Pour trouver une mutation, il faut avant tout être observateur et à l'affût d'une feuille, d'une branche, d'un fruit ou d'une fleur qui sont différents.

>> Quelles sont les autres curiosités que vous multipliez par la greffe ?
Des « chimères de greffe » comme le cytise d'Adam ou l'épine-néflier de Bronvaux. Les chimères sont des végétaux dont les tissus sont un mélange de deux patrimoines génétiques.

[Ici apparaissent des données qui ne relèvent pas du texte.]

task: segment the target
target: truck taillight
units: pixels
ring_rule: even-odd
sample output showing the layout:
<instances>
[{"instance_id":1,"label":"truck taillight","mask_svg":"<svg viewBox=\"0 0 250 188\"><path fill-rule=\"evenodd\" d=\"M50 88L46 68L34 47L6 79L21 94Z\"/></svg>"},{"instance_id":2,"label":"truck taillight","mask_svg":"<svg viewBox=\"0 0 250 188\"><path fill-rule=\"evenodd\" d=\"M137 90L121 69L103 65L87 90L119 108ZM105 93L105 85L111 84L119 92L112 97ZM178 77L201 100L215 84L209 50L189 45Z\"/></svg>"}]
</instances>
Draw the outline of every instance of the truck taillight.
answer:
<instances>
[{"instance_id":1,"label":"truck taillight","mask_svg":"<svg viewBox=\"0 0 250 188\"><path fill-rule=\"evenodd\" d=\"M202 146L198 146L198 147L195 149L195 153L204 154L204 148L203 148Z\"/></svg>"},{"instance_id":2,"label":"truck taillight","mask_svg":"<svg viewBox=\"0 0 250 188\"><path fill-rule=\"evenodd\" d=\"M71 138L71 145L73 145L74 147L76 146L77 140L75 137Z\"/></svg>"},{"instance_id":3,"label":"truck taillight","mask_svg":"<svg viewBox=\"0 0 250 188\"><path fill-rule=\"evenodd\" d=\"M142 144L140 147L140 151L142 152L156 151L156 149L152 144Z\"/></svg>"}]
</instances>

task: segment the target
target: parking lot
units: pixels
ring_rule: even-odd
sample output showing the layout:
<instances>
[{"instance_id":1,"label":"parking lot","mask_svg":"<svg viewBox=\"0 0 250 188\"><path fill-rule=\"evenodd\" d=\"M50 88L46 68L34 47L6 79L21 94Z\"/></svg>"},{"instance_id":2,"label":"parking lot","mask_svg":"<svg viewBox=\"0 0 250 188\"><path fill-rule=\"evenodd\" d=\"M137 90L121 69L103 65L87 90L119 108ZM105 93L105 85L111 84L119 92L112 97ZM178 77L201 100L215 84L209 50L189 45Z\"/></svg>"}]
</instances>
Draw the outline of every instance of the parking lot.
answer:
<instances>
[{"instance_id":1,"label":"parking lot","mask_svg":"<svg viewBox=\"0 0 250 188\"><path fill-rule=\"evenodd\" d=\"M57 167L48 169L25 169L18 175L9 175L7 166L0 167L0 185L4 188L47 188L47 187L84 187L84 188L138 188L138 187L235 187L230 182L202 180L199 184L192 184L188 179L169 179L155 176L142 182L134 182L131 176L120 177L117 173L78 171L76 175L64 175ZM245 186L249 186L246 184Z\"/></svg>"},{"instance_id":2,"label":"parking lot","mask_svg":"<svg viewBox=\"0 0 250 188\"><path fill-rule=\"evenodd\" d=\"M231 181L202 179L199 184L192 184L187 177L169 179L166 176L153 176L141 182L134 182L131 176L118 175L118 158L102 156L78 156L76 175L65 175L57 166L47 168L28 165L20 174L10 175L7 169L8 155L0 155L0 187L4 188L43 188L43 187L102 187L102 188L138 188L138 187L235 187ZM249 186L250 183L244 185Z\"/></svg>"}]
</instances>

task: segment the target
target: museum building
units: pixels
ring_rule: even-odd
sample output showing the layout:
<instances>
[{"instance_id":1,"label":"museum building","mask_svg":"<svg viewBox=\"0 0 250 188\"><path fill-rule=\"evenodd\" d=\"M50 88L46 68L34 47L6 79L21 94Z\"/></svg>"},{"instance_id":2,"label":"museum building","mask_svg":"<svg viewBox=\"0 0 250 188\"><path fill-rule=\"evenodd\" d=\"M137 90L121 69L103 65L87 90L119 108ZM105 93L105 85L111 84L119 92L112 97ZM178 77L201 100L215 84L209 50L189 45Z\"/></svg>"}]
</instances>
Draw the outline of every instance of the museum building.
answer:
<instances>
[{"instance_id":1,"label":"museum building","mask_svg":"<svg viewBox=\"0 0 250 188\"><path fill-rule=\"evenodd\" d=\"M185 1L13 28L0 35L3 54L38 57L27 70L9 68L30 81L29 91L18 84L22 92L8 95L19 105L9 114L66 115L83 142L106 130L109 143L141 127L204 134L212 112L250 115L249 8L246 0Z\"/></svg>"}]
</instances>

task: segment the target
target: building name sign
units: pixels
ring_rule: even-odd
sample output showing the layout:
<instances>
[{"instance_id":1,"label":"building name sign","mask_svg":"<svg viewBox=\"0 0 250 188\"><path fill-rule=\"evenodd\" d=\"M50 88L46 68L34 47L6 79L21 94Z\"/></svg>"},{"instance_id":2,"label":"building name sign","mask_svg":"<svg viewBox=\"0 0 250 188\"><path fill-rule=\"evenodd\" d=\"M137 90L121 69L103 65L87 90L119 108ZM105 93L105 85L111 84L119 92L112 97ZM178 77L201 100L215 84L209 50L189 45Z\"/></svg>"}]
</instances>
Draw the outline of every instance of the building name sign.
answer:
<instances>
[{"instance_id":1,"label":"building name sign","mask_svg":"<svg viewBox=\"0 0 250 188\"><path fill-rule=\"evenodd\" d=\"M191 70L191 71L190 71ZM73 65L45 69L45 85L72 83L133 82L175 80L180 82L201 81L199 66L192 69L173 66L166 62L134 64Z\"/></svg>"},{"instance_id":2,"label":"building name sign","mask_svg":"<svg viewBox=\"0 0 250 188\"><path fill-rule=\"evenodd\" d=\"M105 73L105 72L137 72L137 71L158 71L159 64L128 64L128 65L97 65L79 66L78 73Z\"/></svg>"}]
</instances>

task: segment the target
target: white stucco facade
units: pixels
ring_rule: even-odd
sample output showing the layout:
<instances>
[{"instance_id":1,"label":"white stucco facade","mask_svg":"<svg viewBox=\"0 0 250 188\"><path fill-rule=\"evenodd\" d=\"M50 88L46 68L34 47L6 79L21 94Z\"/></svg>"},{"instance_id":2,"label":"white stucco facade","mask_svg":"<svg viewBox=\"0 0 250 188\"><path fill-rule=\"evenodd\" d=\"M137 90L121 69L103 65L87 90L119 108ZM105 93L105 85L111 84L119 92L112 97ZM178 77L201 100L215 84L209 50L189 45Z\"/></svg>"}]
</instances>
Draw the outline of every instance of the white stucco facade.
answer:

D'une greffe « loupée » ou décapitée, peut naître une branche qui est une mosaïque des cellules du greffon et des cellules du porte-greffe.
C'est le cas du cytise d'Adam qui fut « trouvé » en 1825 par M. Adam dans sa pépinière, et qui mixe des cellules du cytise aux fleurs jaunes et d'un genêt aux fleurs pourpre. Un greffon du cytise d'Adam donne des feuilles plus grandes que celles du cytise de nos jardins et aussi des fleurs roses. Les arbres, en vieillissant, peuvent avoir çà et là quelques branches qui donnent des fleurs jaunes et de très rares « touffes » de genêt aux fleurs pourpres. Seules les fleurs jaunes donnent des graines de cytise commun ; quant aux fleurs roses, elles sont stériles.
Enfin, il est des greffes qui peuvent sembler extraordinaires, mais qui sont parfaitement connues des anciens, comme l'olivier au feuillage persistant que l'on peut greffer sur le frêne commun au feuillage caduque.